Как, например, Моторола говорит: «Русских убивают, я пойду их защищать». Физически это его не трогает, денег он от этого не получает. Что его влечёт? Вот это русское. Не принято говорить об Игоре Стрелкове, и его политическая история довольно сложная, но его жест, когда он пошёл в Славянск —им двигало чисто русское. В защите Новороссии русское обнаружило само себя.
При попытке найти в этом что-то политическое появляются манипуляции, но импульс! Один пошёл, а другой нет, один встал на защиту, другой стал сомневаться. То есть на таких событиях, как война, особенно Священная война, которая идёт в Новороссии, русское обнажает себя, свою сущность.
После того, как Крым стал нашим, мы с Владимиром Ивановичем Добреньковым на заседании факультетского совета социологии в МГУ попросили: «Давайте сделаем круглый стол по Крыму.
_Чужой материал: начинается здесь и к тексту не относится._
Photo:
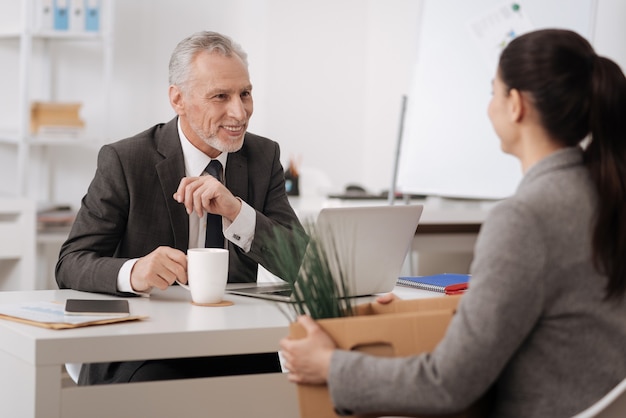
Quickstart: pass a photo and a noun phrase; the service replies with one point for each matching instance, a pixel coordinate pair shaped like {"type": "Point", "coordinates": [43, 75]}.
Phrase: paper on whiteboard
{"type": "Point", "coordinates": [495, 28]}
И о судьбе Украины». Ведь это естественно, все кричат «Крым наш», и мы в первых рядах, конечно. Мы звоним Садовничему, и он говорит: «Погодите, не надо, надо подождать, чем кончится». Так вот, было разделение: Садовничий вёл себя как обычный ректор, а мы вели себя как деканы и завкафедрой, но русские. Вот в чём отличие. Вот русский декан и русский завкафедрой принимают одно решение, которое в данном случае выносится за скобки. В реальности в Украине были филиалы МГУ, и тут трудно сказать, если бы в моём ведении находились эти филиалы, как поступил бы я.
Моторолу никто не звал, Стрелкова никто не отправлял. Это стихия русского начала. Важно, что никто из них не является профессиональным националистом. Это просто русские. Они обнаруживаются не просто в подвиге, ведь подвиг человек может сделать по личным соображениям, по идеологическим соображениям. А есть подвиг, который человек делает только по русским соображениям, ничего для него не имеет значения, кроме русского. Пусть определение русского будет в этой невыразимой достоверности, которую каждый из нас понимает, но когда мы пытаемся придать этому форму, то всё кажется неполным, неточным и даже неправильным.